More Critics, Less Reasoning

Early yesterday morning, November 30, 2010, I posted a short announcement on the “Cryptids on the Wing” forum of The quick, negative responses were no surprise to me, for I have received similar dismissals, for years, on this forum. The first criticism deserves attention here, as an example of bulverism.

Aside from the image of Mr. Kuhn’s sketch, the bulk of my own posting is in the first paragraph:

I gave Mr. Kuhn a surprise phone call earlier this year (2010). I talked with him for some time and found him to be highly credible. He answered my questions as an honest person would. He stands by his long account of the encounter almost four decades ago, even though he has been ridiculed by at least a few skeptics.

 Half a day after my comment was posted, the first reply came up; it was from “Karl.” His first sentence seemed to me a perfect example of bulverism:

Finding him credible supports your agenda.

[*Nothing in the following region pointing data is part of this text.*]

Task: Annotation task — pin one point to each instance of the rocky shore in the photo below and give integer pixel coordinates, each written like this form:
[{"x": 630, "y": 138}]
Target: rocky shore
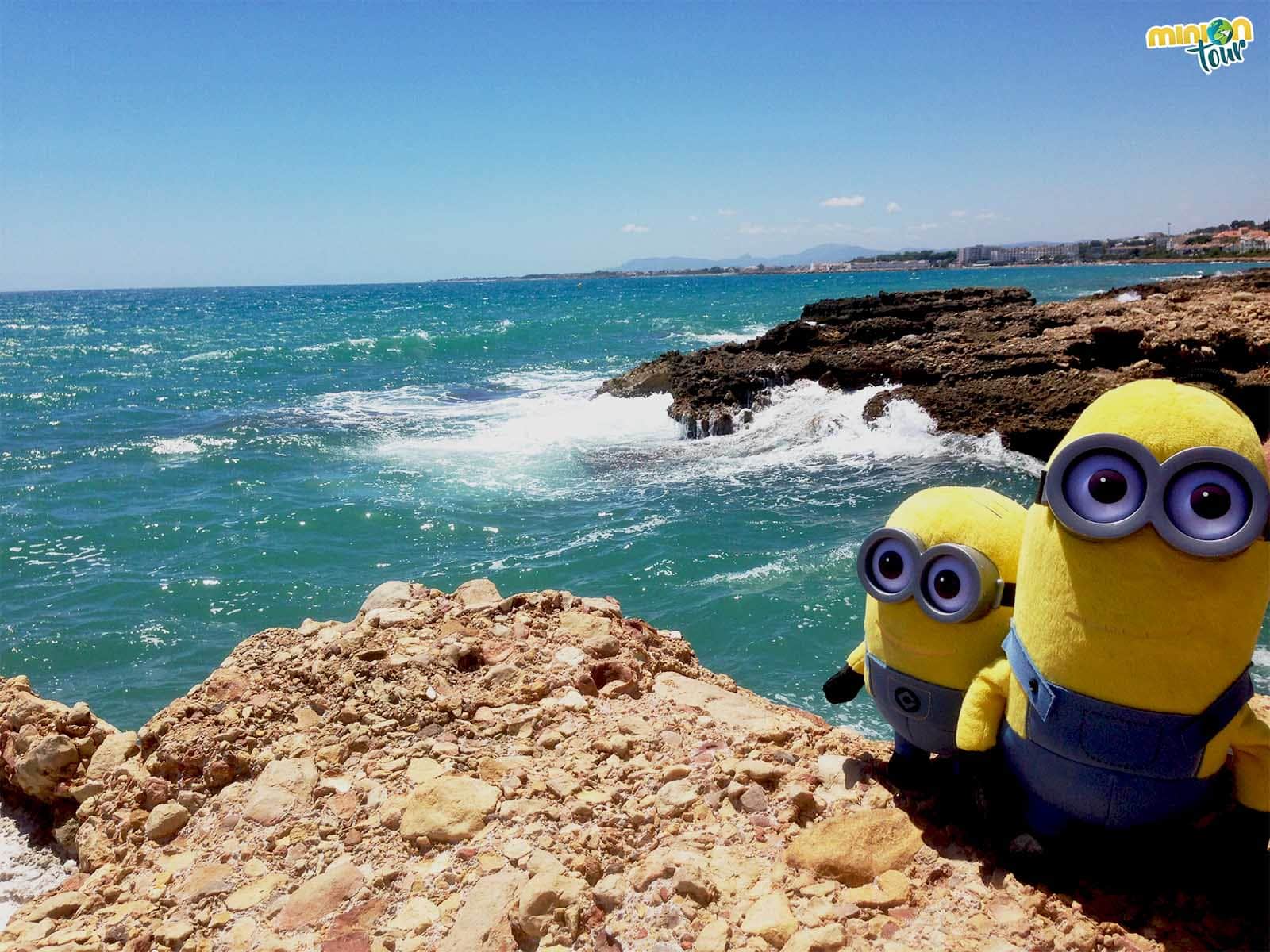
[
  {"x": 468, "y": 772},
  {"x": 983, "y": 359}
]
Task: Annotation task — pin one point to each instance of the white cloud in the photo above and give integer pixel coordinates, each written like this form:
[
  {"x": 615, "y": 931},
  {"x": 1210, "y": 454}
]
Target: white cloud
[{"x": 752, "y": 228}]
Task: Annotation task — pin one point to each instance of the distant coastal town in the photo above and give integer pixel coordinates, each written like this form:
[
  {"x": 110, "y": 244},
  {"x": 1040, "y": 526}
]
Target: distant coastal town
[{"x": 1240, "y": 239}]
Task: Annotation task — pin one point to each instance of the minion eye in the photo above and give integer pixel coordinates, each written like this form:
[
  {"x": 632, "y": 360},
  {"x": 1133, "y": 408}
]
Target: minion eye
[
  {"x": 1208, "y": 501},
  {"x": 889, "y": 566},
  {"x": 1105, "y": 486},
  {"x": 949, "y": 585}
]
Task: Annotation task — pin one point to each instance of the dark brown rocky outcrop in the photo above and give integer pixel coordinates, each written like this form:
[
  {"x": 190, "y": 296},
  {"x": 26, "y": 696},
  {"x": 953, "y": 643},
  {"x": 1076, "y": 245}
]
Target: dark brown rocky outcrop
[{"x": 983, "y": 359}]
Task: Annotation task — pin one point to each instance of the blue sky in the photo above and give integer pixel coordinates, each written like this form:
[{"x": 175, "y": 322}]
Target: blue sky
[{"x": 219, "y": 144}]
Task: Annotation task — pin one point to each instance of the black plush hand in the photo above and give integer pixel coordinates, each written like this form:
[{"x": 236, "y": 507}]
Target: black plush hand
[{"x": 844, "y": 685}]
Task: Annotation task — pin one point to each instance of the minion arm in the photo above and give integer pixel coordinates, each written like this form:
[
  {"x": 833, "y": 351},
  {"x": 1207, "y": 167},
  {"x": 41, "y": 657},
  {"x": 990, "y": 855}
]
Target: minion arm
[
  {"x": 983, "y": 708},
  {"x": 1251, "y": 747}
]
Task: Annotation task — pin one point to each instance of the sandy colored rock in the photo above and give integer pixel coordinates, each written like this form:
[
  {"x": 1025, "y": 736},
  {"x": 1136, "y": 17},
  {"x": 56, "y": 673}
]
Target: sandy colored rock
[
  {"x": 676, "y": 812},
  {"x": 391, "y": 594},
  {"x": 772, "y": 919},
  {"x": 416, "y": 916},
  {"x": 448, "y": 809},
  {"x": 891, "y": 889},
  {"x": 826, "y": 939},
  {"x": 713, "y": 937},
  {"x": 478, "y": 592},
  {"x": 319, "y": 896},
  {"x": 484, "y": 923},
  {"x": 549, "y": 898},
  {"x": 723, "y": 704},
  {"x": 165, "y": 822},
  {"x": 856, "y": 847}
]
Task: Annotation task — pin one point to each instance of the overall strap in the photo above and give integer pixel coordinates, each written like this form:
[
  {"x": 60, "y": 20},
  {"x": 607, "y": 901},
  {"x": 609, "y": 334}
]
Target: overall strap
[
  {"x": 1041, "y": 693},
  {"x": 1210, "y": 721},
  {"x": 1195, "y": 730}
]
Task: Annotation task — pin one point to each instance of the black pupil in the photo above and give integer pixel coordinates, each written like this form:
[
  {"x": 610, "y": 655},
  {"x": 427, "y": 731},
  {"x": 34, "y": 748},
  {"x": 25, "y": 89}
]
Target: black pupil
[
  {"x": 946, "y": 584},
  {"x": 891, "y": 565},
  {"x": 1108, "y": 486},
  {"x": 1210, "y": 501}
]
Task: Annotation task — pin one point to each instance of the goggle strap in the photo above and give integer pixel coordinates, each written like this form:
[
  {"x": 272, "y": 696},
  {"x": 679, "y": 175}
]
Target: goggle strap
[{"x": 1007, "y": 594}]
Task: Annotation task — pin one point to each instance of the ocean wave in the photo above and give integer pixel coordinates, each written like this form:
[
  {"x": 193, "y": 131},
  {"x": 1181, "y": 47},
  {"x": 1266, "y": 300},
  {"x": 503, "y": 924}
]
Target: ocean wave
[
  {"x": 808, "y": 427},
  {"x": 727, "y": 336},
  {"x": 518, "y": 431},
  {"x": 188, "y": 446},
  {"x": 29, "y": 869}
]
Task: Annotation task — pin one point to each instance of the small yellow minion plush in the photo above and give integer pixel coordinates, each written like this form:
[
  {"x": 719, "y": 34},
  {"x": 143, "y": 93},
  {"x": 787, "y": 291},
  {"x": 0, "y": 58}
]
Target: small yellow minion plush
[
  {"x": 940, "y": 587},
  {"x": 1143, "y": 579}
]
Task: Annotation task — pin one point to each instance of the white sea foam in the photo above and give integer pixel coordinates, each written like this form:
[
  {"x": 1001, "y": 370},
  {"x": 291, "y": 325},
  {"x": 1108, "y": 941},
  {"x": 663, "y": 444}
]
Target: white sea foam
[
  {"x": 552, "y": 423},
  {"x": 188, "y": 446},
  {"x": 25, "y": 871},
  {"x": 728, "y": 336}
]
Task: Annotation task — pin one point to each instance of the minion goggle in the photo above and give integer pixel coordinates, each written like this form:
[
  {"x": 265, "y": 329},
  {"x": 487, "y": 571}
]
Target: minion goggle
[
  {"x": 950, "y": 583},
  {"x": 1206, "y": 501}
]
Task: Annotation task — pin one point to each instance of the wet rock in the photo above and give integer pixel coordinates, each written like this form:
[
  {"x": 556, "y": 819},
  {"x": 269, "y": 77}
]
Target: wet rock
[{"x": 983, "y": 359}]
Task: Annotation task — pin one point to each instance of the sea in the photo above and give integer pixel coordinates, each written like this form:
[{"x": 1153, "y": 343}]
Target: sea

What human who ever lived on this earth has ever said or done anything that was contrary to that person’s personal purpose? I admit to being human. So what is the difference between “purpose” and “agenda?” Karl’s choice of words simply means that he objects to my purpose, for that is the way the word “agenda” is now used among those fluent in English (but not necessarily both adept at and involved in reasoning). He insinuates that I have an improper purpose.

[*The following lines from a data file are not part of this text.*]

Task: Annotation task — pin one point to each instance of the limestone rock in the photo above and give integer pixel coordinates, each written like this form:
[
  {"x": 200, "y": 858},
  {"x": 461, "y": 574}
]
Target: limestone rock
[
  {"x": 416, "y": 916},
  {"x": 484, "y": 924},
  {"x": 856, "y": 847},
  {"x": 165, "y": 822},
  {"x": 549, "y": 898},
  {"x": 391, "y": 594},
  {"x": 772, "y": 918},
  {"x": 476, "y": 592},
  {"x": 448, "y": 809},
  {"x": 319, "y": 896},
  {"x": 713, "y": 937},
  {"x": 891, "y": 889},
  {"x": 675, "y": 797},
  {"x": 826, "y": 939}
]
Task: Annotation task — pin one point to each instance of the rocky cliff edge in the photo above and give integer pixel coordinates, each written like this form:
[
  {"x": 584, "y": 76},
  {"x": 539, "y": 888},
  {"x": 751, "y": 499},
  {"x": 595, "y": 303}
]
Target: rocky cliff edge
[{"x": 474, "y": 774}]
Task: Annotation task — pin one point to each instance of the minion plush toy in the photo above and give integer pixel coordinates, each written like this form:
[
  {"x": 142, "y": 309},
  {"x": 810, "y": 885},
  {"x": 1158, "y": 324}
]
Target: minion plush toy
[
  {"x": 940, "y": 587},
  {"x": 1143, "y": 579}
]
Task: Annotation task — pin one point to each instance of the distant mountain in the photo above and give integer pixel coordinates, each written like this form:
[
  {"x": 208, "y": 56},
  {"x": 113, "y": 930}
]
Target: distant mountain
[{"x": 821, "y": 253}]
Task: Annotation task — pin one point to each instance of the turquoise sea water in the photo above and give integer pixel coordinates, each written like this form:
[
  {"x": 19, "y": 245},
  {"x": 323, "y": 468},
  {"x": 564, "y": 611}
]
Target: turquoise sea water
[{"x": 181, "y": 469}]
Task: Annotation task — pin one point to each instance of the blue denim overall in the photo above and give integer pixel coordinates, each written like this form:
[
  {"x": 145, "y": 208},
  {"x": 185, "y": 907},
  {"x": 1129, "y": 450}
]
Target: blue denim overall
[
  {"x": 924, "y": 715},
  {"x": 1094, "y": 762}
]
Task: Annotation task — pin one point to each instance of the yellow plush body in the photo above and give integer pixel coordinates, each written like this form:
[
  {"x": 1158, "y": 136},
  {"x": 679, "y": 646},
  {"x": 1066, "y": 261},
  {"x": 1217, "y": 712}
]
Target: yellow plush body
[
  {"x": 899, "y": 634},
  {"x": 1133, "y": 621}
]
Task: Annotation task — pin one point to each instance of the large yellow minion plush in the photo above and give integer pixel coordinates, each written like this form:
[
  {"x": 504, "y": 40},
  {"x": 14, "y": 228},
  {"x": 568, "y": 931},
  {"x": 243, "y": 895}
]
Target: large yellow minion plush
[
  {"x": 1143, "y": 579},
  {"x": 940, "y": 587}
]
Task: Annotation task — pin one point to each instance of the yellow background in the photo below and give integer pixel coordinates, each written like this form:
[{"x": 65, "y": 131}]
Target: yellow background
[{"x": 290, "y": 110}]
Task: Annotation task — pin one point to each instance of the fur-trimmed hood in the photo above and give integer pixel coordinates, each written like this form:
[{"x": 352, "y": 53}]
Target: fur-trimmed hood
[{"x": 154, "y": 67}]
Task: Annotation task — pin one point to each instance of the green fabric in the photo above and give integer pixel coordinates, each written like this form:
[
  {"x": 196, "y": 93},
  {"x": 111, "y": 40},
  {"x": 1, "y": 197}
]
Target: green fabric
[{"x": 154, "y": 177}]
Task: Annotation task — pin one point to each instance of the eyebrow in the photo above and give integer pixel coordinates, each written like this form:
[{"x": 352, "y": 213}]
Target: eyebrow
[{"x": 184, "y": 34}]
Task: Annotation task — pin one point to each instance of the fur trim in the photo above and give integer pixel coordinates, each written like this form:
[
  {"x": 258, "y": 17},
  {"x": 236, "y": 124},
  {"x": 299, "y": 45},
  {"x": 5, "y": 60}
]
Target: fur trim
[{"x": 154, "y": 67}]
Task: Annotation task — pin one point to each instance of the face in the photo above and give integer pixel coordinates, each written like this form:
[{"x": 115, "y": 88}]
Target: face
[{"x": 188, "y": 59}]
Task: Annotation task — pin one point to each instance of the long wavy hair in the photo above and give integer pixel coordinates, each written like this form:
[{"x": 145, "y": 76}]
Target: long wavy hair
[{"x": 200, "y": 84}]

How is his first sentence an example of bulverism? It says nothing about the point: a sighting that suggests pterosaurs are still living; it avoids reasoning on the subject, instead pointing out a flaw or supposed flaw in an opponent, the essence of bulverism.

The next sentence wraps up what Karl had to say, at least at this time:

He can be as credible as you need him to be, but his story remains incredible, and contradicts common sense.

He continues the bulverism (referring to my own needs), concluding his remarks with a statement that the story (of Kuhn’s sighting of two pterosaurs in Cuba, in 1971) is incredible, contradicting “common sense.” He ends there, apparently assuming that everybody should therefore dismiss the story, with no other explanation necessary. Let’s look more closely.

Should every human experience that is out of the ordinary be dismissed because it is unusual? Where would astronomy be if all solar eclipses were disbelieved? Did the “unsinkable” Titanic actually avoid sinking, because one report of a disaster was incredible? No, the label of “incredible” does not, in itself, require anyone to dismiss a reported human experience.

So why not set aside my personal purpose and Karl’s personal purpose, to examine what Eskin Kuhn says that he personally experienced?

1971 sighting by Kuhn

Perosaur Sketch by Eskin Kuhn
Kuhn saw two pterosaurs in Cuba, in 1971

The two obvious pterosaurs observed by Eskin Kuhn during his military duty at Guantanamo Bay, Cuba, in 1971, were sketched by him soon after the sighting. I have encountered no contradiction in anything that he has said during the past four decades, nothing to discredit his account. I did interview him by phone just a few weeks ago, and I found his response to my surprise phone call truly enlightening: He was highly credible in his manner of speaking and his answers to my unexpected questions. This mature man has not been playing a hoax for four decades, for everything points to an honest reporting of a real experience. In light of many other sightings, by many other eyewitnesses, Mr. Kuhn’s sketch now deserves serious attention.

Long ago he mailed his sketch to National Geographic, but they returned it with a declaration that all pterosaurs have long been extinct. Mr. Kuhn promptly cancelled his magazine subscription to National Geographic. This man is consistent and maintains the truthfulness of his account.

I have found one critic who simply said that this account was a hoax and that he had no patience to pursue the subject nor to write more about it. He did not give any reason for his opinion. But when he was confronted by Eskin Kuhn himself, he then apologized, apparently admitting that he had no foundation for accusing the marine.

Now is the time to compare this sketch with descriptions given by other eyewitenesses. Consider all the testimonies of all those credible observers who have put their reputations on the firing line, regardless of ridicule. Now is the time to support serious scientific investigations into this extraordinary phenomenon: the existence of modern living pterosaurs. Please be heard.

Hammerhead ropen

Kuhn and Whitcomb sketches
Cuba: top -- Georgia, U.S.A.: Bottom

“. . . you don’t have to go to New Guinea. Far as I can tell, you can sit on a hill outside the town where I live in the mornings and see them. One sighting was at 7 in the morning, and one was at 9 am. Both days were overcast . . .”

So stated the eyewitness I interviewed in September of 2008. I interview many eyewitesses of apparent pterosaurs (that’s what I do), but few of them are professional artists. I was fascinated by the sketches this woman sent me, and named the cryptid “Hammerhead ropen.” Although I have not yet obtained permission to publish her sketches, I include a rough imitation here (bottom sketch), based on her sketches of the head, for it bears some resemblance to the head of the creature sketched by Eskin Kuhn (top sketch), another talented artist who witnessed two similar creatures in Cuba. The Hammerhead (bottom sketch) was observed in Georgia, U.S.A.